Intervention de Claude-Valentin Marie

Réunion du jeudi 11 mai 2023 à 14h00
Commission d'enquête sur le coût de la vie dans les collectivités territoriales régies par les articles 73 et 74 de la constitution

Claude-Valentin Marie, sociologue et démographe, ancien vice-président de la Haute autorité de lutte contre les discriminations et pour l'égalité (Halde), conseiller pour l'outre-mer auprès de la direction à l'Institut national d'études démographiques :

En matière de dépeuplement et de vieillissement, nous étions dans un rapport inverse en termes de politique publique. Il y en avait trop, il y avait l'idée que nous étions dépassés. Deux politiques parallèles ont été mises en place, la première consistant à réduire la natalité et la seconde favorisant l'émigration. Aux Antilles, plus qu'à La Réunion, il s'en est suivi des vagues relativement importantes de populations natives des Antilles en direction de la métropole. Il existait une différenciation au sujet des localisations professionnelles et territoriales de ces populations. Les Réunionnais, dotés d'un bagage scolaire moindre à cette époque que les Antillais, étaient davantage orientés vers les provinces et les emplois du secteur privé alors que les Antillais se dirigeaient surtout vers la fonction publique et la fonction hospitalière. À une période donnée, beaucoup travaillaient pour les Postes, télégraphes et téléphones (PTT). Il existait une sorte de socialisation au sein de ces entreprises.

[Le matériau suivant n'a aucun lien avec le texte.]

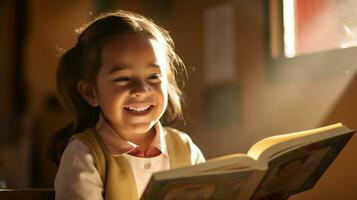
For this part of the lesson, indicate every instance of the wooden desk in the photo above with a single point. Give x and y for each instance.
(28, 194)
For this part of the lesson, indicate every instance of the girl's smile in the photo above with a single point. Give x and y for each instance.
(131, 86)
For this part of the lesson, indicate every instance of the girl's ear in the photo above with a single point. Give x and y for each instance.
(88, 93)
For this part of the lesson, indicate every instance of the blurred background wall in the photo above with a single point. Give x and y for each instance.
(251, 98)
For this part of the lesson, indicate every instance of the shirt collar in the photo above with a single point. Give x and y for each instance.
(117, 146)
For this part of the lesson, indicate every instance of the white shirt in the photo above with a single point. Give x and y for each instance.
(78, 178)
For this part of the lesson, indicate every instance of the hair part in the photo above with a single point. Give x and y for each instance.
(83, 61)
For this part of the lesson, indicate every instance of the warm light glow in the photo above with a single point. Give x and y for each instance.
(289, 27)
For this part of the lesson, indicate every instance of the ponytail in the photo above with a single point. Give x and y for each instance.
(69, 72)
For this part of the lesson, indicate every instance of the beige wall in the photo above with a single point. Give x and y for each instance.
(267, 106)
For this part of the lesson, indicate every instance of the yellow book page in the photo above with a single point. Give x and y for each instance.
(268, 147)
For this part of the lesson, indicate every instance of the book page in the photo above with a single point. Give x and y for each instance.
(268, 147)
(300, 169)
(225, 185)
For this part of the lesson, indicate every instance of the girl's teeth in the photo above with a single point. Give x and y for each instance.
(138, 109)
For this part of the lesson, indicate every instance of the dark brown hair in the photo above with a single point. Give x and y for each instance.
(83, 61)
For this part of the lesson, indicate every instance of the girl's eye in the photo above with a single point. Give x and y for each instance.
(122, 79)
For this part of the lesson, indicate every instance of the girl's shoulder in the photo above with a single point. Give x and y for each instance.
(177, 134)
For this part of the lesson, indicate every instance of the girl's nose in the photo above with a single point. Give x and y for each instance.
(140, 89)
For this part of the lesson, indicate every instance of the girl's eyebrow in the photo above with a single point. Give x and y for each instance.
(119, 68)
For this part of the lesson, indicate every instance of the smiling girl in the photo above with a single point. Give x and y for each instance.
(119, 83)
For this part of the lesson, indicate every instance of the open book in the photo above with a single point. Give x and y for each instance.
(274, 168)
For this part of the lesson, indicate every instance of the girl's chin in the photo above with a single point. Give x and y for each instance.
(140, 128)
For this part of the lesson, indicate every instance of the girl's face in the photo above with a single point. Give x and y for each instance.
(131, 87)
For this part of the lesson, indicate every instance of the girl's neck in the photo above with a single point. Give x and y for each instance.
(143, 140)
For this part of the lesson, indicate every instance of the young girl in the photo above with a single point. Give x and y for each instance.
(118, 81)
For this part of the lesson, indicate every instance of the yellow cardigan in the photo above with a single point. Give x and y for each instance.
(115, 172)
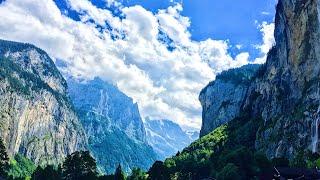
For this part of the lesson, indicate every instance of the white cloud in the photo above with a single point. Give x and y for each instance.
(267, 31)
(165, 83)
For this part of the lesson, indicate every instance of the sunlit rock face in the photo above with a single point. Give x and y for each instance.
(167, 137)
(221, 99)
(36, 116)
(113, 125)
(286, 94)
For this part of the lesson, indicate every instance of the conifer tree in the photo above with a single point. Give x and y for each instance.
(80, 165)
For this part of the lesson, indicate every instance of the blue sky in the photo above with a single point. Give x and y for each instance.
(160, 53)
(221, 19)
(236, 21)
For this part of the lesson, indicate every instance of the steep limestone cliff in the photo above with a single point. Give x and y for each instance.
(221, 99)
(113, 125)
(286, 95)
(36, 117)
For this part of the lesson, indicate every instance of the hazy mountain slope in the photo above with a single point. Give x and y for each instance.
(167, 137)
(221, 99)
(36, 116)
(113, 125)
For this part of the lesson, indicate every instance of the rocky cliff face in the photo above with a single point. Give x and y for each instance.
(36, 116)
(167, 137)
(113, 125)
(286, 95)
(221, 99)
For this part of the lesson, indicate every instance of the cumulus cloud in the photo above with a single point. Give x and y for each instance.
(165, 82)
(267, 31)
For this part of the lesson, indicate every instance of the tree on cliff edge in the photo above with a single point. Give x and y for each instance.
(80, 165)
(4, 159)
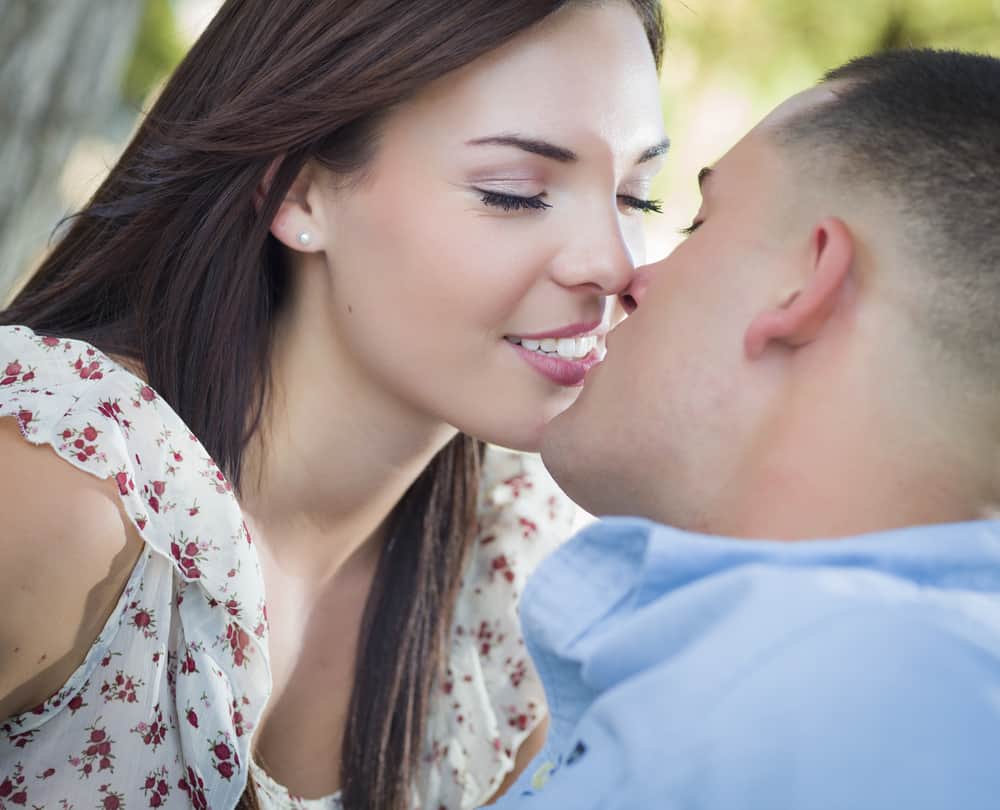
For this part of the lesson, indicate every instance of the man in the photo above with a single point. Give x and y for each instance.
(819, 362)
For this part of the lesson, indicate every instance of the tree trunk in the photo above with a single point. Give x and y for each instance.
(61, 67)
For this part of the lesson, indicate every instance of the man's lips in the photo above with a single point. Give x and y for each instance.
(572, 330)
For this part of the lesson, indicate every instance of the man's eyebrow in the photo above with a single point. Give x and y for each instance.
(654, 151)
(703, 177)
(533, 145)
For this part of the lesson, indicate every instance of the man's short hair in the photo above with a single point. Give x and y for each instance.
(921, 129)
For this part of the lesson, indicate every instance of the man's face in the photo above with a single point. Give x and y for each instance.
(676, 411)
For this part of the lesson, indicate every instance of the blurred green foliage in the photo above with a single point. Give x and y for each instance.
(159, 48)
(764, 41)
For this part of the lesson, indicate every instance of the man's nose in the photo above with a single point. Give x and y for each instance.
(632, 295)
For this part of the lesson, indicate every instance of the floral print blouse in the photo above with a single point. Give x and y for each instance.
(162, 710)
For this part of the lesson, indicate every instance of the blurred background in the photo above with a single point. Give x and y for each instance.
(75, 76)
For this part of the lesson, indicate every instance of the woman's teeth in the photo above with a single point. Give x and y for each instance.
(570, 348)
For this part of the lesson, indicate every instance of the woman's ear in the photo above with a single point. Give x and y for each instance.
(297, 223)
(803, 311)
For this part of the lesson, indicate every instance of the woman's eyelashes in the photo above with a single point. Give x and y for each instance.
(515, 202)
(637, 204)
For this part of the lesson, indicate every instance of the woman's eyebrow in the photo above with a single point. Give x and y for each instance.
(534, 145)
(537, 146)
(654, 151)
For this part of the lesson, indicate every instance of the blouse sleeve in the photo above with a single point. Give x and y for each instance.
(490, 698)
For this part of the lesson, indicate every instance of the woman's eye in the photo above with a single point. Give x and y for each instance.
(636, 204)
(512, 202)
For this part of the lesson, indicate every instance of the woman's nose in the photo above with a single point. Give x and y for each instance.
(632, 295)
(602, 262)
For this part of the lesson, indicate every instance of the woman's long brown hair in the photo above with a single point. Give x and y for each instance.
(171, 265)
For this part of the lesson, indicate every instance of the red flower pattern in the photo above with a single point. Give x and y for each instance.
(155, 652)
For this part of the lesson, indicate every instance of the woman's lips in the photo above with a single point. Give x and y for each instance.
(560, 370)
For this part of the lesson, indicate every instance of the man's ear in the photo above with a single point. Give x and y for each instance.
(296, 223)
(803, 311)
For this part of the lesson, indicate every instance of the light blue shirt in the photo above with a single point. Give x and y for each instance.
(687, 671)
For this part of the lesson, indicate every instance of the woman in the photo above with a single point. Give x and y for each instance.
(347, 238)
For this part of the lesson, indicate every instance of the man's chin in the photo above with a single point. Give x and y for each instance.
(563, 450)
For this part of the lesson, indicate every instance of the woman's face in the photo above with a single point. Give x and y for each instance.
(472, 271)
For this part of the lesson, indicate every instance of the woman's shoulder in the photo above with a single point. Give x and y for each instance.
(66, 552)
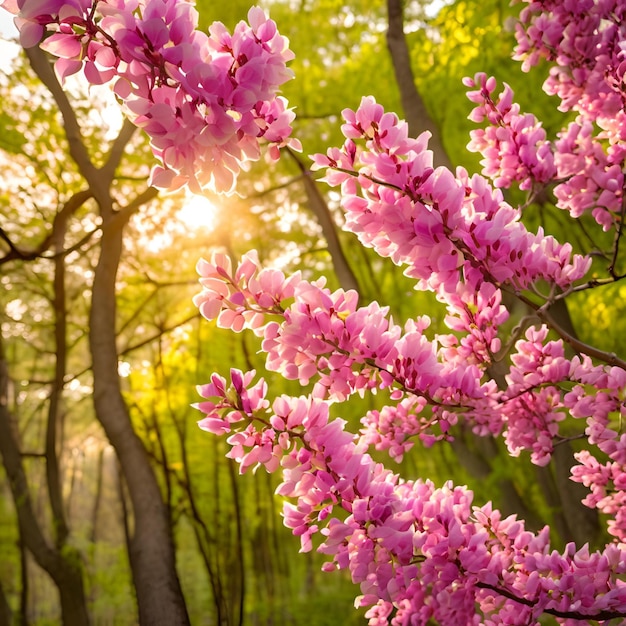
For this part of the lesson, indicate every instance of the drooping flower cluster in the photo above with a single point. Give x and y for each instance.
(444, 228)
(585, 40)
(205, 100)
(420, 553)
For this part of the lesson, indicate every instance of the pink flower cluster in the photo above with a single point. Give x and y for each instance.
(418, 553)
(205, 100)
(585, 40)
(514, 145)
(446, 229)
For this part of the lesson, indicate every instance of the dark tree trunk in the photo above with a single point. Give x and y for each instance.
(159, 595)
(62, 564)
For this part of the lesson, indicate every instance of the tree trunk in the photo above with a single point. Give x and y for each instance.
(152, 557)
(62, 564)
(324, 217)
(415, 113)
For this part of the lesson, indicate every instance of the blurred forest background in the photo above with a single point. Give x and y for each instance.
(101, 347)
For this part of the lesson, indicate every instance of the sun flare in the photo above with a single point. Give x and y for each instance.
(198, 212)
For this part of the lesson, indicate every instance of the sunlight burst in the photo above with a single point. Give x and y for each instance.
(198, 212)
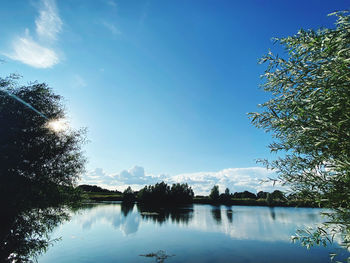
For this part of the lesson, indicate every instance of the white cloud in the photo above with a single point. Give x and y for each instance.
(31, 53)
(38, 53)
(236, 179)
(48, 24)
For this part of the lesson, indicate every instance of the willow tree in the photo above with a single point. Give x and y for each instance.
(308, 115)
(40, 161)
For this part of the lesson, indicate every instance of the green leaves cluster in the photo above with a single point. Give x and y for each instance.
(38, 168)
(309, 115)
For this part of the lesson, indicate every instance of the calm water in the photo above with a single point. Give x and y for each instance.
(200, 233)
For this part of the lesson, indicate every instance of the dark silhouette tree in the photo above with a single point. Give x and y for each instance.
(129, 195)
(39, 165)
(214, 193)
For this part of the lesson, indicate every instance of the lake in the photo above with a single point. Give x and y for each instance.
(110, 232)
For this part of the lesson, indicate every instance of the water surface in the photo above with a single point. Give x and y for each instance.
(199, 233)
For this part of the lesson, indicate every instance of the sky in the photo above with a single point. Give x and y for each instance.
(163, 87)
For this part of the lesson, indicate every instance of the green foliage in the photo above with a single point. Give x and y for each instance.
(214, 193)
(309, 116)
(163, 194)
(38, 167)
(129, 195)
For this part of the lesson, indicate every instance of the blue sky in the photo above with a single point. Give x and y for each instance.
(164, 87)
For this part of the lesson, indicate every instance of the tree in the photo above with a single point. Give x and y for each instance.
(39, 165)
(129, 195)
(261, 195)
(309, 117)
(214, 193)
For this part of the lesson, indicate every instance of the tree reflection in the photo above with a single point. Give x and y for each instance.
(161, 215)
(216, 213)
(126, 208)
(229, 214)
(26, 235)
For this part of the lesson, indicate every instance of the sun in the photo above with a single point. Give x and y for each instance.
(57, 125)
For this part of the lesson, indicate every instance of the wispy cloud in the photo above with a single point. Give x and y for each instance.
(236, 179)
(111, 3)
(48, 24)
(111, 27)
(39, 53)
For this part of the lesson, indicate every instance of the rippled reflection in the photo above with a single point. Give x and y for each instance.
(254, 223)
(112, 232)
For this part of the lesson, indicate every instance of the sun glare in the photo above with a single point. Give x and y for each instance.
(57, 125)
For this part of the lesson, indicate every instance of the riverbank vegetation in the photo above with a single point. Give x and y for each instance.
(162, 194)
(308, 114)
(40, 162)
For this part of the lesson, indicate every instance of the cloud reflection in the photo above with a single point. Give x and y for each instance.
(245, 223)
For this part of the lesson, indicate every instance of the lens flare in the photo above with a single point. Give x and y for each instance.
(57, 125)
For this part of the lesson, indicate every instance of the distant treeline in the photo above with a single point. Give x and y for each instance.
(162, 194)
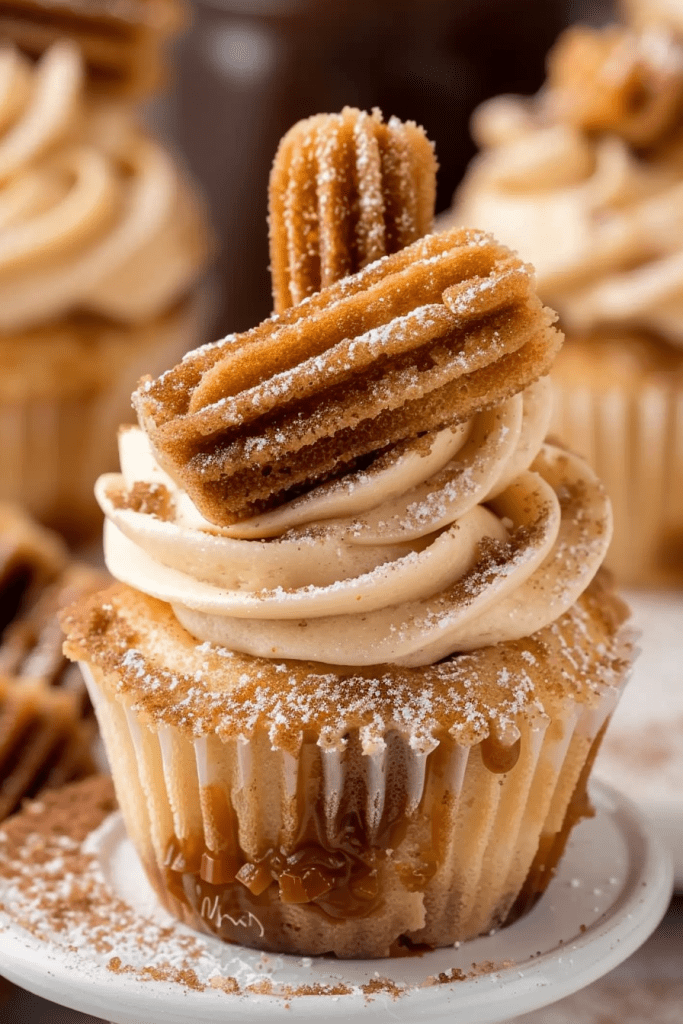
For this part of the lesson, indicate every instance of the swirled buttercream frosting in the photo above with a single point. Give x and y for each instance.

Deux éléments sont à prendre en compte. On poussait les gens à partir en raison de l'absence de tout projet de développement qui aurait permis de les employer sur place. Ensuite, ils avaient la possibilité d'intégrer un emploi et, surtout, de devenir fonctionnaires en métropole. Entre cette période, qui a couvert les années 1960-1970, et celle d'aujourd'hui, le monde a changé. Ces univers d'attraction n'existent plus. La composition de la population qui ambitionne de s'installer en métropole a elle-même changé. La nouvelle sélection qui s'opère ne s'attache plus à ceux qui n'ont pas d'emploi et qui sont incités à partir pour éviter la révolte sociale. Aujourd'hui, la métropole sélectionne les populations qu'elle veut. Tout le monde peut partir, mais tout le monde n'a pas la possibilité de faire carrière. En 2010, 60 % des jeunes âgés de 15 à 25 ans aspiraient à partir, mais tous n'ont pas la possibilité de s'installer et de lancer une carrière.

Ils sont partis pour des raisons de précarité, sont revenus pour des raisons de précarité et se retrouvent dans une situation de précarité. Il en résulte une situation de crispation sociale, voire de délinquance du fait que ces jeunes sont laissés en marge de la société antillaise. Le fait qu'il n'y ait plus d'espace pour ces populations de conditions modestes, comme c'était le cas dans les années 1960, est un enjeu pour leur retour dans les DOM.

Le niveau de diplôme des jeunes adultes nés aux Antilles vivant en métropole est équivalent et celui de la jeunesse métropolitaine. Ce n'est pas le cas de tous ceux qui sont restés aux Antilles. Un effet de sélection s'opère au bénéfice des populations qui réussissent à construire une carrière, mais au détriment de la société locale, qui se voit perdre des compétences.